You can find the original plugin in peaklet_processing.py Here’s how you would make a different classification plugin:

[34]:
import strax
import numpy as np


class AdvancedExpertClassification(strax.Plugin):
    """Everything is an S1!"""

    # Name of the data type this plugin provides
    provides = "peaklet_classification"

    # Data types this plugin requires. Note we don't specify
    # what plugins should produce them: maybe the default PeakBasics
    # has been replaced by another AdvancedExpertBlabla plugin?
    depends_on = ("peaklets",)

    # Numpy datatype of the output
    dtype = straxen.PeakletClassification.dtype

    # Version of the plugin. Increment this if you change the algorithm.
    __version__ = "0.0.2"

    def compute(self, peaklets):
        # Your code here.
        # This function will be called several times with
        # 'peaks' a numpy array of the datatype 'peaks'.
        # Each time you'll see a small part of the run.

        # You have to return a numpy array of the dtype you declared above
        result = np.zeros(len(peaklets), self.dtype)

        # Copy the basic time fields over from peaklets
        for (_, field), _ in strax.time_dt_fields:
            result[field] = peaklets[field]

        # Store the classification results
        # You might want to do real work here
        result["type"] = 1

        return result

        # Instead of an array, you are also allowed to return a dictionary
        # we can transform into an array.
        # That is, (dict keys -> field names, values -> field values)

To use it in place of PeakClassification, we only have to register it. Again, we can do so permanently using

st.register(AdvancedExpertClassification)
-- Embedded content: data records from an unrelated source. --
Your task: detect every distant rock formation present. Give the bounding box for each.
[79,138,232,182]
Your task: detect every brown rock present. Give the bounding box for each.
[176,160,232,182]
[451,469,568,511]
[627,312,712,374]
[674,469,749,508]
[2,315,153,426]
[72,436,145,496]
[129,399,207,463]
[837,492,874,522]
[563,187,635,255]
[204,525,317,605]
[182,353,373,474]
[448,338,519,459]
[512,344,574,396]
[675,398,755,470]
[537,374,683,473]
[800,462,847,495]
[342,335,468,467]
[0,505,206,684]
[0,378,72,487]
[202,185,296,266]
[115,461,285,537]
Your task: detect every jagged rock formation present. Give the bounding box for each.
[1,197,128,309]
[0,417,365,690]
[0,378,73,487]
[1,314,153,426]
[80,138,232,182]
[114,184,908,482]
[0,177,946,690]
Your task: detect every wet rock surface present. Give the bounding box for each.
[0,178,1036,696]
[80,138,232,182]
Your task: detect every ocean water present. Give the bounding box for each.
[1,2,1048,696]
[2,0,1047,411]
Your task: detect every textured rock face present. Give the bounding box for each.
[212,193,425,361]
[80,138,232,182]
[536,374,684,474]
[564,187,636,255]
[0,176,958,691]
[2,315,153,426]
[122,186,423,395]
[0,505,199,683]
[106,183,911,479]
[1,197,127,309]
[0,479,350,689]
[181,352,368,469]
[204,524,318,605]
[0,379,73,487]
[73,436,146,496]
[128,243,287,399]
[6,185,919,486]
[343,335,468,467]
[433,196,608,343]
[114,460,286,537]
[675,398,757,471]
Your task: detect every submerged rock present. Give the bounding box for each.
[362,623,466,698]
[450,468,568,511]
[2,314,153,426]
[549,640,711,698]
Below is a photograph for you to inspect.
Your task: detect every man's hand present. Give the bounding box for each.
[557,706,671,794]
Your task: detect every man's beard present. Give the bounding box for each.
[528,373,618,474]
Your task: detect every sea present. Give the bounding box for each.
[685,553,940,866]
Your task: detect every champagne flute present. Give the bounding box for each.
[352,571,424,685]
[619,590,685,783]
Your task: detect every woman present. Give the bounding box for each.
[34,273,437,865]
or temporarily, by feeding the registration as an extra argument to get_df:

[35]:
df = st.get_df(
    run_id,
    "event_info",
    register=AdvancedExpertClassification,
)
Found chunk without events?!
Found chunk without events?!
Found chunk without events?!
[36]:
df["s2_area"].max()
[36]:
nan

As you can see, all events are now S1-only events, as expected. Maybe this is not the best alternative classification :-)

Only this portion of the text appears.